Compass Newsletter - Articles

Alternative Dispute Resolution - Making it Work For You

by Eric Yandell
Spring 2002

If you have recently bought a house, opened a brokerage account, or contracted with the government, chances are you have agreed to some form of "alternative dispute resolution" (ADR). Because these processes are in most cases a matter of contract, it has become important to understand them, know where they might crop up, and anticipate ways to use them to your advantage.

Arbitration and mediation are the most common forms of ADR. In mediation, the parties hire a neutral person to help them identify and prioritize their needs and to understand the financial and other costs of continuing their dispute. If they do not reach agreement, the process does not prejudice their rights. By statute, offers made during mediation and information given the mediator are confidential; the mediator cannot be called as a witness except to testify to the parties' agreement. In a surprising number of cases, however, the parties find a resolution each can live with.

Recognizing that fact, courts and agencies have injected mediation into their proceedings. For example, judges routinely conduct settlement conferences and parties are encouraged to use court-sponsored, specially trained mediators in residential eviction and in custody and visitation disputes. The Construction Contractors Board (CCB) has a team of "conciliators" who facilitate on-site resolution of disputes between homeowners and builders.

Although success through mediation is voluntary (no one can force parties to agree), failure to mediate can have consequences. Refusal to attempt settlement is a factor a court considers in awarding an enhanced fee (up to $5,000) to a party prevailing in litigation. Similarly, if CCB conciliation fails, the investigator may then make findings which can bind the parties or at least become persuasive evidence at a later hearing. Contracting parties may create consequences. For example, the form of Sale Agreement currently used by most Oregon Realtors conditions recovery of attorney fees at arbitration on offering to mediate beforehand.

In arbitration, parties submit evidence to an individual or panel (usually three) arbitrators, who then make an "award," which is frequently binding on the parties (i.e. no appeal may be taken). The arbitrators need not be lawyers and ideally have expertise to understand the nature of the dispute. The process is generally quicker and less formal than a court case; restricted document discovery and depositions, coupled with experienced arbitrators, more relaxed evidence rules and flexible manner of presenting testimony, frequently make it cheaper. A final award may be enforced as a judgment.

In Oregon , claims under $50,000 go to non-binding "court-annexed" arbitration, conducted before a local attorney. Any party may appeal from an award, which returns the case to the regular court docket, but failure to improve one's position at trial entitles the other party to attorney fees. In Marion County , this process resolves about 80% of the cases.
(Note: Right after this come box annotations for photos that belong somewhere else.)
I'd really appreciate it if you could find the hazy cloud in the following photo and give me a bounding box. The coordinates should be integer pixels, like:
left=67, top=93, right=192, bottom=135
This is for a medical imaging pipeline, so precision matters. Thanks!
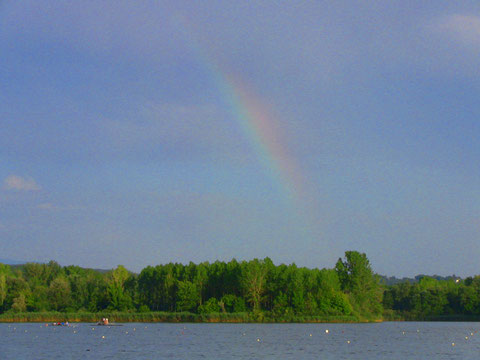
left=37, top=202, right=83, bottom=211
left=434, top=14, right=480, bottom=46
left=3, top=175, right=40, bottom=191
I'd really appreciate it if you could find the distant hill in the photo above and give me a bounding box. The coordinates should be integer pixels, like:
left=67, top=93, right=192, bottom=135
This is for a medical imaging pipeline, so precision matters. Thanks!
left=379, top=274, right=460, bottom=285
left=0, top=258, right=27, bottom=265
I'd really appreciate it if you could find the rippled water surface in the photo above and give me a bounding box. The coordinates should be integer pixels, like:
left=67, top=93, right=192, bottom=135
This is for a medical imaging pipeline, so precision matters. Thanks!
left=0, top=322, right=480, bottom=360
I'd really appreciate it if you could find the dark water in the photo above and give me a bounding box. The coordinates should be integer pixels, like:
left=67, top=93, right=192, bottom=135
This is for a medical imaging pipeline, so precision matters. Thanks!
left=0, top=322, right=480, bottom=360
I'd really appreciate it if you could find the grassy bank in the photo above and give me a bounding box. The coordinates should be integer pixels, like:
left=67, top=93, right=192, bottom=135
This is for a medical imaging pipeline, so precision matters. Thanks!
left=0, top=312, right=362, bottom=323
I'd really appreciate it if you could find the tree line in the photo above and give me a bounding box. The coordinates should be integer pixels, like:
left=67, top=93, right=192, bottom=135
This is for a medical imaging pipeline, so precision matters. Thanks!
left=0, top=251, right=480, bottom=319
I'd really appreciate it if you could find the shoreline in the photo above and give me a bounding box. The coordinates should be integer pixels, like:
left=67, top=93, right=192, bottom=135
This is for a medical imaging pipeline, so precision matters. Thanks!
left=0, top=312, right=372, bottom=324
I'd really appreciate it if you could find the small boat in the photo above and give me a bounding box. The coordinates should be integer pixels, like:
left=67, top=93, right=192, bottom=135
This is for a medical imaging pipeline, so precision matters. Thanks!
left=45, top=321, right=70, bottom=326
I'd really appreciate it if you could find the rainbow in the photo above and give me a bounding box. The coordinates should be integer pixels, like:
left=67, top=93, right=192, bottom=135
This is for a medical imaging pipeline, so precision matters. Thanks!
left=174, top=17, right=304, bottom=200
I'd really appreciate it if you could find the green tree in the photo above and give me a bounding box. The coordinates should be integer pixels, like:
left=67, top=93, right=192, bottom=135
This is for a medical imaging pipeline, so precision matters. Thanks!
left=48, top=277, right=71, bottom=311
left=177, top=280, right=200, bottom=312
left=335, top=251, right=383, bottom=314
left=242, top=259, right=267, bottom=312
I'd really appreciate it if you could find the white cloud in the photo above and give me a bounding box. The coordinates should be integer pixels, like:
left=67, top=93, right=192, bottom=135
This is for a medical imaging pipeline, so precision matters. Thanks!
left=37, top=202, right=85, bottom=211
left=434, top=14, right=480, bottom=46
left=3, top=175, right=40, bottom=191
left=37, top=203, right=55, bottom=210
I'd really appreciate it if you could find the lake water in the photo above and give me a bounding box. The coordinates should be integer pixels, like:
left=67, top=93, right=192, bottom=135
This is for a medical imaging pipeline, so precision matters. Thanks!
left=0, top=322, right=480, bottom=360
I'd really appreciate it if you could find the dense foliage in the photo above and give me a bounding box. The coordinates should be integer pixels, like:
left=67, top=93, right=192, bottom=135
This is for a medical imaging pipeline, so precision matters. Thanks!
left=0, top=251, right=480, bottom=321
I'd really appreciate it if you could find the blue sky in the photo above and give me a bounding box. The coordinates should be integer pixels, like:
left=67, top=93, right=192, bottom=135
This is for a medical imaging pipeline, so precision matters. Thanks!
left=0, top=0, right=480, bottom=276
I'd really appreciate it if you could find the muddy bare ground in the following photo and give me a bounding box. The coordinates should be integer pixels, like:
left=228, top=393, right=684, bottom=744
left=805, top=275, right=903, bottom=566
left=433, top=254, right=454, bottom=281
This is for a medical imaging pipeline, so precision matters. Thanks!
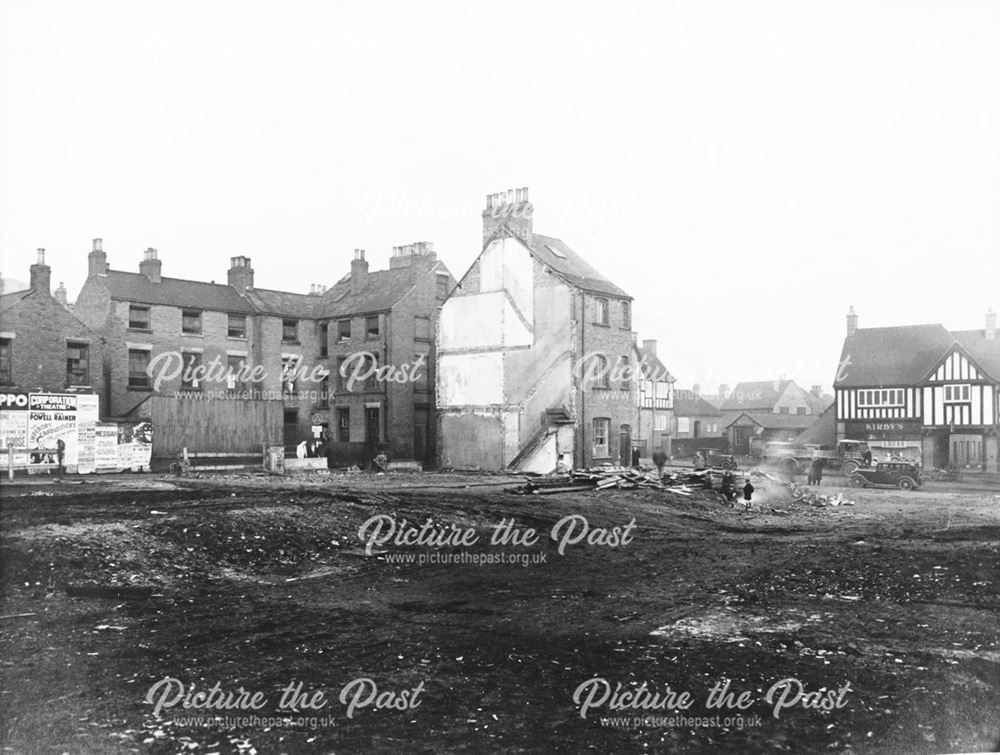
left=0, top=475, right=1000, bottom=754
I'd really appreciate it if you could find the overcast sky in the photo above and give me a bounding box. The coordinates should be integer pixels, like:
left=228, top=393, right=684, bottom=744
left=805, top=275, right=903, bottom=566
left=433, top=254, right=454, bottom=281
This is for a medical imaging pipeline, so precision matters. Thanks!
left=0, top=0, right=1000, bottom=391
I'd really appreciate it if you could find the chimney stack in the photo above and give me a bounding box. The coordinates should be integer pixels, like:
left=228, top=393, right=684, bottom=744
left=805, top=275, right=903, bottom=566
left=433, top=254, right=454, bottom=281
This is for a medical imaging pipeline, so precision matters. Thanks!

Because binding arbitration is a matter of contract, the parties have an opportunity to tailor the process, or, if one party has the upper hand in negotiation, to impose a process on the other party. The contract may, for example: a) identify the organization that will appoint arbitrators; b) subject some (but not all) claims to arbitration; c) set timelines; d) control available discovery; and e) limit types and amounts of damages. Courts favor arbitration and, except in cases of public policy, will enforce the parties' agreement.
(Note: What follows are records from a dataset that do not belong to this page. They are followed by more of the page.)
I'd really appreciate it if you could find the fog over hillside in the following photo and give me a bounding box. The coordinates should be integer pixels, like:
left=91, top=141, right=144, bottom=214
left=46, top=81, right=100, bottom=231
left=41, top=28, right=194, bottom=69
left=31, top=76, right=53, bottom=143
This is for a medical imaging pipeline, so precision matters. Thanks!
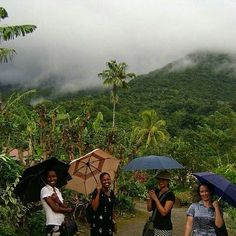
left=0, top=0, right=236, bottom=92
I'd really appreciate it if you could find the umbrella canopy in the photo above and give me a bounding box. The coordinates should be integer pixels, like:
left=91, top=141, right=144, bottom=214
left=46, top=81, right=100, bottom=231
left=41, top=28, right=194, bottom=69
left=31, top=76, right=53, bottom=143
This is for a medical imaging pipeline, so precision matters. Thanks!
left=124, top=156, right=183, bottom=171
left=66, top=149, right=120, bottom=195
left=193, top=172, right=236, bottom=207
left=14, top=157, right=71, bottom=204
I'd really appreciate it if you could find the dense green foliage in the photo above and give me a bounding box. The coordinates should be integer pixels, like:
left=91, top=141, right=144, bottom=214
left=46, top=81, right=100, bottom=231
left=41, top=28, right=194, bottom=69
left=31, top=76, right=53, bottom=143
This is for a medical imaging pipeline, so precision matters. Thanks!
left=0, top=7, right=36, bottom=63
left=0, top=50, right=236, bottom=233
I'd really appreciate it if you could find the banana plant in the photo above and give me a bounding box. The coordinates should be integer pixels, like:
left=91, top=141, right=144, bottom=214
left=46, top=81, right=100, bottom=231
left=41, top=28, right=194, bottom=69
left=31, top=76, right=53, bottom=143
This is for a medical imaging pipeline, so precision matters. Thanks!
left=0, top=7, right=37, bottom=63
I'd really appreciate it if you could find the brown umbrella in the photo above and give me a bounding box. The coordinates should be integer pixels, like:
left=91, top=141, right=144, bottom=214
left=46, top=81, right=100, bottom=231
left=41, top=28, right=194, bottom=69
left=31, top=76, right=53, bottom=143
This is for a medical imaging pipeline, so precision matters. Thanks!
left=66, top=149, right=120, bottom=195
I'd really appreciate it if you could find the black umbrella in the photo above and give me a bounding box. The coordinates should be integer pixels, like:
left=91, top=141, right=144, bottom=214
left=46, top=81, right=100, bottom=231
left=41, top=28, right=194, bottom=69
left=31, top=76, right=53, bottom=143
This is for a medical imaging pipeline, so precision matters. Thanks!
left=14, top=157, right=71, bottom=204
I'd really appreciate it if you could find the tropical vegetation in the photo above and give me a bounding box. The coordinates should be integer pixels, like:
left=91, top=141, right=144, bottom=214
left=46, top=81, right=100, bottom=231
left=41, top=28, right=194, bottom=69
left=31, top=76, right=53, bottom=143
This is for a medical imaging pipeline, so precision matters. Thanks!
left=0, top=8, right=236, bottom=232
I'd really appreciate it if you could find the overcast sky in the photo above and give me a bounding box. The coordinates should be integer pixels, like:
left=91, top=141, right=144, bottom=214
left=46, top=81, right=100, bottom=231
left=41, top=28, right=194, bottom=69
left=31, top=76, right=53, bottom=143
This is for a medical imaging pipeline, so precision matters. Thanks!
left=0, top=0, right=236, bottom=91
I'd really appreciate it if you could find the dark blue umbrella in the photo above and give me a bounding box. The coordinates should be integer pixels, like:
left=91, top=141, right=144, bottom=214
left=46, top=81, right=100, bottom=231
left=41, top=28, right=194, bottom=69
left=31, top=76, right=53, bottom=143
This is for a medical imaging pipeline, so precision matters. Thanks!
left=124, top=156, right=183, bottom=171
left=193, top=172, right=236, bottom=207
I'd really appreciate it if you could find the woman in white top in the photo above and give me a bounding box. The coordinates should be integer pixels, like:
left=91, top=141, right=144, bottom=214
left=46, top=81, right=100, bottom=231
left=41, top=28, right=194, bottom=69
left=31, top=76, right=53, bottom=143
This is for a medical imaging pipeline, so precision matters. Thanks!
left=40, top=169, right=73, bottom=236
left=184, top=183, right=223, bottom=236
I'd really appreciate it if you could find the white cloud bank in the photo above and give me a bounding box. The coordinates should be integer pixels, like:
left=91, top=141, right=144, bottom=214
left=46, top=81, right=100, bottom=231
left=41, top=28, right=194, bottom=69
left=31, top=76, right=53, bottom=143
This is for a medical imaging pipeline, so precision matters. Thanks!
left=0, top=0, right=236, bottom=91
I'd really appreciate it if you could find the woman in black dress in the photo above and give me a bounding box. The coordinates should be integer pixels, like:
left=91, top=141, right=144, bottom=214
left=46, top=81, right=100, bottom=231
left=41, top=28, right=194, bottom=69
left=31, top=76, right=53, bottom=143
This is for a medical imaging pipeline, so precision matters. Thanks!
left=91, top=172, right=115, bottom=236
left=147, top=171, right=175, bottom=236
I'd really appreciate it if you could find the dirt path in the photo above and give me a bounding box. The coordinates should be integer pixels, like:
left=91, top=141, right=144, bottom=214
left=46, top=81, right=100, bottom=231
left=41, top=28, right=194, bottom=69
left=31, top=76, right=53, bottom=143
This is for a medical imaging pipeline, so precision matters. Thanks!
left=78, top=202, right=236, bottom=236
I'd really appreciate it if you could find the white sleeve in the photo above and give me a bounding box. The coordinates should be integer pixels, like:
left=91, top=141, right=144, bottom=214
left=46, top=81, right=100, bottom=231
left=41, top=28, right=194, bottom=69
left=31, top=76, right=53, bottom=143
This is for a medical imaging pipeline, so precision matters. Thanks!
left=40, top=186, right=52, bottom=199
In some situations, other forms of ADR may be appropriate. In one process, called "fact-finding," the parties hire a neutral person to investigate disputed facts and make findings by which they agree to be bound. This process works well where the dispute involves a series of transactions or is otherwise fact-intensive. The parties are spared the cost of conducting a hearing, which generally entails hiring lawyers to formally present testimony and documents.

Other forms of ADR may do the job. Collective bargaining agreements almost always require employees to "grieve" their issues through a series of supervisors before going to court or arbitration, a process that can work for non-union employers as well. Similarly, in many circumstances where speed is essential or going to court is cost-prohibitive (e.g. small construction projects), the parties may agree to address any dispute to a person they both can trust, split the costs, and agree to abide by that person's decision.

Because ADR is a matter of contract, it pays to anticipate the kinds of disputes you may encounter and, if possible, design up front a process to resolve them in the most expeditious and cost-effective way. Truly, an ounce of prevention is worth a pound of cure.